03/12/2019 tarihli elektrik enerjisi satış sözleşmesi ile 02/12/2020 tarihli ek protokolde belirlenen sabit birim satış fiyatının, aşırı ifa güçlülüğü nedeni ile arttırılıp arttırılamayacağı, davalı tarafından ek protokoldeki sabit birim fiyata uygun düzenlenmeyen fatura bedellerinin ihtirazi kayıtla ödenmiş olması sebebiyle davacı tarafından ne kadarlık kısmının iadesinin talep edilebileceği, aşırı ifa güçlüğü bulunup bulunmadığı, aşırı ifa güçlüğü bulunması halinde artış yapılacak oranın davalı tarafından tek taraflı belirlenip belirlenemeyeceği davacının takip tarihi itibari ile fazladan ödediğini iddia ettiği enerji bedelinin ve ödeme tarihinden takip tarihine kadar işlemiş faiz tutarının ne kadar olduğu konularında taraf defterleri incelenerek rapor düzenlenmesi için dosya bir mali müşavir ve üç elektrik mühendisi bilirkişiden oluşan heyete tevdi edilmiş ve mali müşavir …, elektrik mühendisleri …, … ve… tarafından düzenlenen 22/11/2022 tarihli raporda; altı adet elektrik faturası içerisinde bulunan aktif enerji bedelinin birim fiyatının 0,496 TL/ mWh olduğu fakat davalı tarafın birim fiyatın Temmuz, Ağustos, Eylül ayları için 0,569 TL/ mWh ve Ekim ayı için 0,696 Tl/ mWh olarak Kasım ve Aralık ayları için 0,950 TL/ mWh olarak hesapladığı bundan dolayı sözleşmede kararlaştırılan birim fiyat bedeli ile fark tutarının 390.328 TL olduğu işlemiş faiz miktarının takip tarihi itibari ile 11.588,77 TL olduğu yönünde görüş belirtildiği tespit edilmiştir.

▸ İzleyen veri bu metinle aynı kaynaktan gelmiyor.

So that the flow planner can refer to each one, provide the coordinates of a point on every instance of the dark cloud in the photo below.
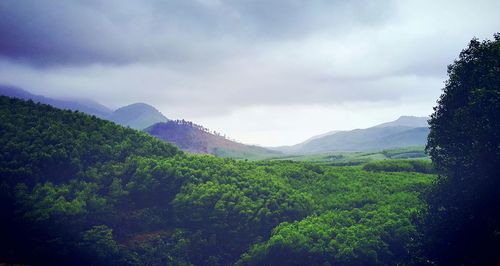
(118, 32)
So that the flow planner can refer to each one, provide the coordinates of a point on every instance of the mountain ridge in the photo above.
(405, 131)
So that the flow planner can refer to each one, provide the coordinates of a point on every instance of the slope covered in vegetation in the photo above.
(78, 190)
(194, 138)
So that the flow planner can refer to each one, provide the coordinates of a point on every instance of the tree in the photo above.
(463, 220)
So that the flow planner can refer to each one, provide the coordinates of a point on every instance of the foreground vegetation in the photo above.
(79, 190)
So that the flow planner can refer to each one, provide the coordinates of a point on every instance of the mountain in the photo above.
(197, 139)
(407, 121)
(406, 131)
(138, 116)
(85, 106)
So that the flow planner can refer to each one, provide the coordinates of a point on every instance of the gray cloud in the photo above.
(48, 33)
(212, 57)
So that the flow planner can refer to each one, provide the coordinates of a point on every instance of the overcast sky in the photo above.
(262, 72)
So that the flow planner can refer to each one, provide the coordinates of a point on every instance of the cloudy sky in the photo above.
(262, 72)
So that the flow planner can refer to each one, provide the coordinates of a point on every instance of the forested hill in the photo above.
(138, 116)
(197, 139)
(406, 131)
(58, 145)
(77, 190)
(86, 106)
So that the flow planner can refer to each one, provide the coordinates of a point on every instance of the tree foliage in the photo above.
(464, 208)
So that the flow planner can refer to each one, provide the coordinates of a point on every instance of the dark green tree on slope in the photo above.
(463, 223)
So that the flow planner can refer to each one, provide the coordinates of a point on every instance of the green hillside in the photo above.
(194, 138)
(77, 190)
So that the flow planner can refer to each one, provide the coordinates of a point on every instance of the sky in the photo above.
(262, 72)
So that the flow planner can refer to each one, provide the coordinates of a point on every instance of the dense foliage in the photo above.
(78, 190)
(421, 166)
(463, 226)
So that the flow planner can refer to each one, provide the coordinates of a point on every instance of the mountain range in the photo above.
(197, 139)
(405, 131)
(141, 116)
(137, 116)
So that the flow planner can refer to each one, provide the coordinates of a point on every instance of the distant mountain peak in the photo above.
(137, 115)
(407, 121)
(194, 138)
(83, 105)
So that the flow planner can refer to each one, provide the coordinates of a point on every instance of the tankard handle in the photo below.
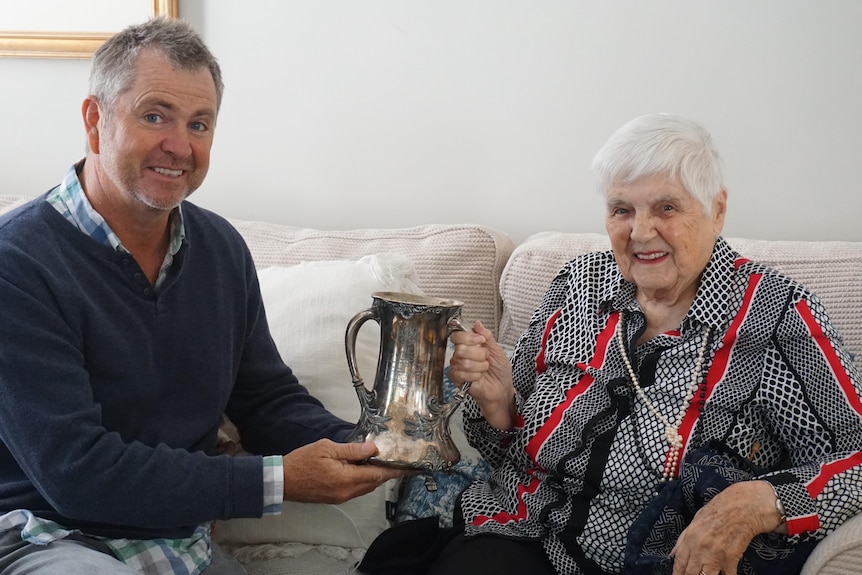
(455, 324)
(350, 343)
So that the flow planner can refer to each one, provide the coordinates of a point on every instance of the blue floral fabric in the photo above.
(705, 473)
(436, 494)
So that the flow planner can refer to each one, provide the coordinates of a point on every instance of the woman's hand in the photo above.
(723, 528)
(480, 360)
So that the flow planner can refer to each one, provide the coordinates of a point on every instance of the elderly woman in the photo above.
(669, 396)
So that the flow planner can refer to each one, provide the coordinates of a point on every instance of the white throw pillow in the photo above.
(308, 307)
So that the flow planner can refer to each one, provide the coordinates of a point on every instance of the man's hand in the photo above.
(329, 472)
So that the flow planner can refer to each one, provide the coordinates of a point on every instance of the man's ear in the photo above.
(91, 113)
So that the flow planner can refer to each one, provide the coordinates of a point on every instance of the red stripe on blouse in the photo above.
(718, 369)
(521, 509)
(838, 371)
(603, 342)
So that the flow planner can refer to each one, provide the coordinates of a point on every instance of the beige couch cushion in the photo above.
(462, 262)
(832, 270)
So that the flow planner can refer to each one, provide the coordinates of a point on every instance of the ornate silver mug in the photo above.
(405, 414)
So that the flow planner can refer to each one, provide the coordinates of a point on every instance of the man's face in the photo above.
(154, 145)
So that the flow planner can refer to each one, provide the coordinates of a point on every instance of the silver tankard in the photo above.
(405, 414)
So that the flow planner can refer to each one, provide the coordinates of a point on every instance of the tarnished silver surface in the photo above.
(405, 413)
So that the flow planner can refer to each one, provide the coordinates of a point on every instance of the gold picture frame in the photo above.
(77, 45)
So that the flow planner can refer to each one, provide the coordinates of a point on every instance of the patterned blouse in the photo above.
(587, 454)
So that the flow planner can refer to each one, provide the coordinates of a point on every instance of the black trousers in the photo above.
(421, 547)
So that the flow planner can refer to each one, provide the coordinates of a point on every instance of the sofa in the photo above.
(314, 281)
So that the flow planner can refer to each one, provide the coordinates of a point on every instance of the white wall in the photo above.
(359, 113)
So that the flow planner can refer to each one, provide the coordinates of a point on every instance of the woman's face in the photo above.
(661, 236)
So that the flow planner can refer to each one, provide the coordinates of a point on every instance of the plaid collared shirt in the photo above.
(187, 556)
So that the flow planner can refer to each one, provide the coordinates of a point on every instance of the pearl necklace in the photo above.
(671, 430)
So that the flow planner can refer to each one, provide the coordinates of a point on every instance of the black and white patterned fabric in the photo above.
(587, 456)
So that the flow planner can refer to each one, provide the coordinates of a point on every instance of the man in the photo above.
(132, 321)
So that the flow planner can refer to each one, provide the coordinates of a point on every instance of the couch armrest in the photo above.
(840, 553)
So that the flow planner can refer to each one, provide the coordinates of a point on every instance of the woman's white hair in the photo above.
(662, 144)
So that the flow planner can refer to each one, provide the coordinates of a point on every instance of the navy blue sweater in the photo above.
(111, 395)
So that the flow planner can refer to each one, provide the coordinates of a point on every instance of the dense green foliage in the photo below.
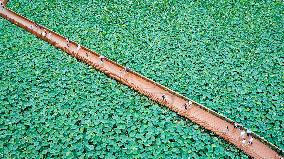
(54, 106)
(226, 56)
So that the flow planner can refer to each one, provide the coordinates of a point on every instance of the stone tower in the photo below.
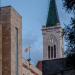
(53, 42)
(10, 41)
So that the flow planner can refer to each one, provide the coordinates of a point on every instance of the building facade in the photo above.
(53, 43)
(10, 41)
(29, 69)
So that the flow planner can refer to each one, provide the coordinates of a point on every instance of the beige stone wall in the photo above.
(0, 49)
(16, 22)
(9, 20)
(30, 70)
(6, 41)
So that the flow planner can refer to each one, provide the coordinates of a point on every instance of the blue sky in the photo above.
(34, 16)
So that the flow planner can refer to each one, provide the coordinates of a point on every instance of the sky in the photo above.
(34, 15)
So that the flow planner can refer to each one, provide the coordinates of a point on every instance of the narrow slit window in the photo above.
(48, 51)
(51, 52)
(54, 51)
(16, 51)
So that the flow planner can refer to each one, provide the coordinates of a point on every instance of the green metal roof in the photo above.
(52, 18)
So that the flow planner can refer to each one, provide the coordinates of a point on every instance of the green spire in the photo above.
(52, 18)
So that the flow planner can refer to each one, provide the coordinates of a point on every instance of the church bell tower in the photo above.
(53, 42)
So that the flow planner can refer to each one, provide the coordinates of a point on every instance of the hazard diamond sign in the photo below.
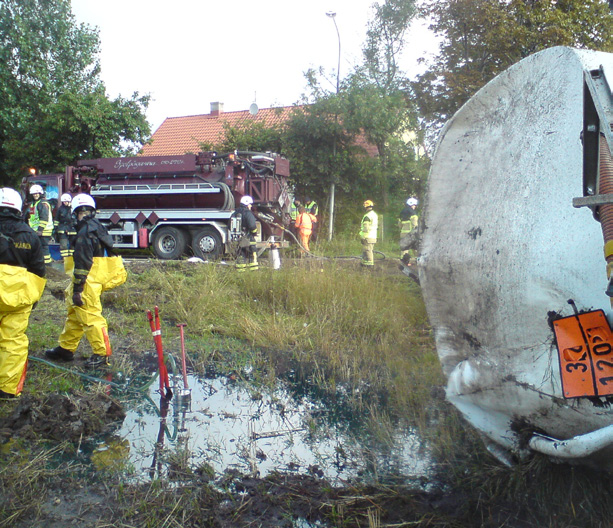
(585, 350)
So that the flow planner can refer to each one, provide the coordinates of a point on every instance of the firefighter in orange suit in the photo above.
(22, 272)
(92, 273)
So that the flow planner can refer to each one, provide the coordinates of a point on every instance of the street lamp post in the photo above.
(332, 15)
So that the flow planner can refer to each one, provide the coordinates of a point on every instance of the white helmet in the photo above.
(10, 198)
(82, 200)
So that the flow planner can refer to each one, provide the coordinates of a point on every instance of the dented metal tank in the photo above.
(508, 258)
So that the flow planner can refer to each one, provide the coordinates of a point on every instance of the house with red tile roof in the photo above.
(183, 135)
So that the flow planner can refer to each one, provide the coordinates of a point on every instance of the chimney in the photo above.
(216, 108)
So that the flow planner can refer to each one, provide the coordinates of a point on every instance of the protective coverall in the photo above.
(64, 229)
(92, 274)
(41, 221)
(247, 257)
(304, 225)
(368, 237)
(22, 272)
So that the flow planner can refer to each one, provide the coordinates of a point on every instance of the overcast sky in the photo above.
(189, 53)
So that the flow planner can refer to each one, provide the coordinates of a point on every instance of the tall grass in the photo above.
(347, 326)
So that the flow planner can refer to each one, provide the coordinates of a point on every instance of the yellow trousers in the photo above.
(14, 349)
(105, 274)
(19, 290)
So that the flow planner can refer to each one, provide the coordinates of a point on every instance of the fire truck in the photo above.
(179, 205)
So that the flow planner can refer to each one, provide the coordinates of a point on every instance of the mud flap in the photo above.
(585, 352)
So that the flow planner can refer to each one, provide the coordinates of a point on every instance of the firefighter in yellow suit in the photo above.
(368, 234)
(92, 273)
(22, 272)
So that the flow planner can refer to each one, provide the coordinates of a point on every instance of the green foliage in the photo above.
(252, 136)
(481, 38)
(53, 106)
(364, 138)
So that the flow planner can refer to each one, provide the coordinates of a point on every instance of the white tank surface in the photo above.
(504, 250)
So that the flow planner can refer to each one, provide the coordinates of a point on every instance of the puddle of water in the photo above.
(225, 424)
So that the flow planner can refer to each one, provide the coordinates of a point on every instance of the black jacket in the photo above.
(91, 241)
(248, 221)
(64, 221)
(20, 246)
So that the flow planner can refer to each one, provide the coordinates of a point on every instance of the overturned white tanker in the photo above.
(518, 210)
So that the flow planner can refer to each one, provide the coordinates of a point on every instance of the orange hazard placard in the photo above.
(585, 350)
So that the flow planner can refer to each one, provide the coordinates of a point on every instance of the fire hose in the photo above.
(156, 331)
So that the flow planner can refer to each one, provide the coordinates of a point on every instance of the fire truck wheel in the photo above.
(169, 242)
(206, 243)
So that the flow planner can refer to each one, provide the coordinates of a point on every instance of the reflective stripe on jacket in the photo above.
(406, 226)
(370, 224)
(304, 222)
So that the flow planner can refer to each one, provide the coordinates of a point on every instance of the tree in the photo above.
(481, 38)
(53, 106)
(380, 101)
(385, 41)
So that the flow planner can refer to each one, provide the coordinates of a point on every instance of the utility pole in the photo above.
(332, 15)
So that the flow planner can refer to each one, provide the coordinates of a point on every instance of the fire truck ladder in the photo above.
(145, 189)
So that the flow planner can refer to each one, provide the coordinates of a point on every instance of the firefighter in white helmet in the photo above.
(93, 273)
(247, 257)
(40, 218)
(22, 272)
(64, 225)
(368, 234)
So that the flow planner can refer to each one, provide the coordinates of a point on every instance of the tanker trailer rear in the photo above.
(511, 260)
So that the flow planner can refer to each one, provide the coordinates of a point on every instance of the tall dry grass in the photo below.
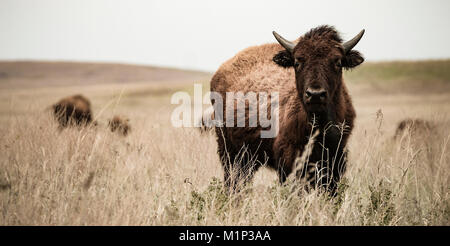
(160, 175)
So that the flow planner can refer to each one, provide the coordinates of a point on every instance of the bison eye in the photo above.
(298, 64)
(338, 63)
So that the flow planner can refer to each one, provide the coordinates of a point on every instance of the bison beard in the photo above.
(313, 98)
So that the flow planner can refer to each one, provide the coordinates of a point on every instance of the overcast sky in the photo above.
(203, 34)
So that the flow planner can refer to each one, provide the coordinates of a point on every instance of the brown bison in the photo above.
(307, 75)
(120, 125)
(73, 110)
(206, 121)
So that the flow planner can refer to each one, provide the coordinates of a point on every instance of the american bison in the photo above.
(73, 110)
(307, 74)
(119, 124)
(206, 121)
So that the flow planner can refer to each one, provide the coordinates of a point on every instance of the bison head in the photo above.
(318, 59)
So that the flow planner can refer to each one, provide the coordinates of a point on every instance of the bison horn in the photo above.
(288, 45)
(352, 42)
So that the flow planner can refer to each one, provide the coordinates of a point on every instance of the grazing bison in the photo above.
(73, 110)
(307, 75)
(120, 125)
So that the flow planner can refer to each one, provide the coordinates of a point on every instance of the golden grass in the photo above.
(160, 175)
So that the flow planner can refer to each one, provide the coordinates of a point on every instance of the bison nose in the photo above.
(316, 94)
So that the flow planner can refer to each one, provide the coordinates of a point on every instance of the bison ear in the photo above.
(284, 59)
(352, 59)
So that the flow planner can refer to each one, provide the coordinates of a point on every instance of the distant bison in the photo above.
(414, 126)
(73, 110)
(307, 74)
(119, 124)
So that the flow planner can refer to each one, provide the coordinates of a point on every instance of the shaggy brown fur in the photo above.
(316, 62)
(121, 125)
(206, 121)
(73, 110)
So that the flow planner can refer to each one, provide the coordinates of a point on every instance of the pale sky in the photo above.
(203, 34)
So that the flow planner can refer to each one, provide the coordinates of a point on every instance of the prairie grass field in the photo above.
(161, 175)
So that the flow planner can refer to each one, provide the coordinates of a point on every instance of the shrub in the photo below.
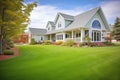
(108, 43)
(8, 52)
(69, 42)
(83, 44)
(32, 41)
(46, 42)
(59, 43)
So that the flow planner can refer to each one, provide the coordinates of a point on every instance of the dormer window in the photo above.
(48, 28)
(96, 24)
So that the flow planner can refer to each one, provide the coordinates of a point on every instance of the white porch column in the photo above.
(50, 37)
(90, 34)
(72, 34)
(82, 35)
(101, 36)
(63, 36)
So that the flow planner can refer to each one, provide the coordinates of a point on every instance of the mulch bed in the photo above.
(16, 53)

Davacı tarafından bilirkişi raporundaki hesaplamalara itiraz edildiği ve 02/12/2022 havale tarihli uzman görüşünün sunulduğu, Elektrik mühendisi … ve KTO Karatay Üniversitesi Hukuk Fakültesi Öğretim üyesi … tarafından düzenlenen uzman görüşünde sonuç olarak tedarikçi aboneliğin elektriği vermesinde problem yaşanması veya EPDK DUY Yönetmeliğindeki tavan fiyat olan 2000 TL/ mWh aşılırsa piyasadaki olağanüstü koşullardan söz edilebileceği, bu güne kadar böyle bir şey yaşanmadığı, çeşitli sebeplere bağlı olarak elektrik piyasasındaki fiyat dalgalanmalarının olağan bir durum olduğu , tedarikçi tarafından ileri sürülen sebeplerin öngörülebilir hususlar olduğu, tedarikçi tarafından ileri sürülen fiyat revizyon sebeplerinin öngörülmez durumlar ve mücbir sebep olmadığı TBK 138.maddesindeki olayların somut olayda gerçekleşmediği yönünde görüş belirtildiği anlaşılmıştır.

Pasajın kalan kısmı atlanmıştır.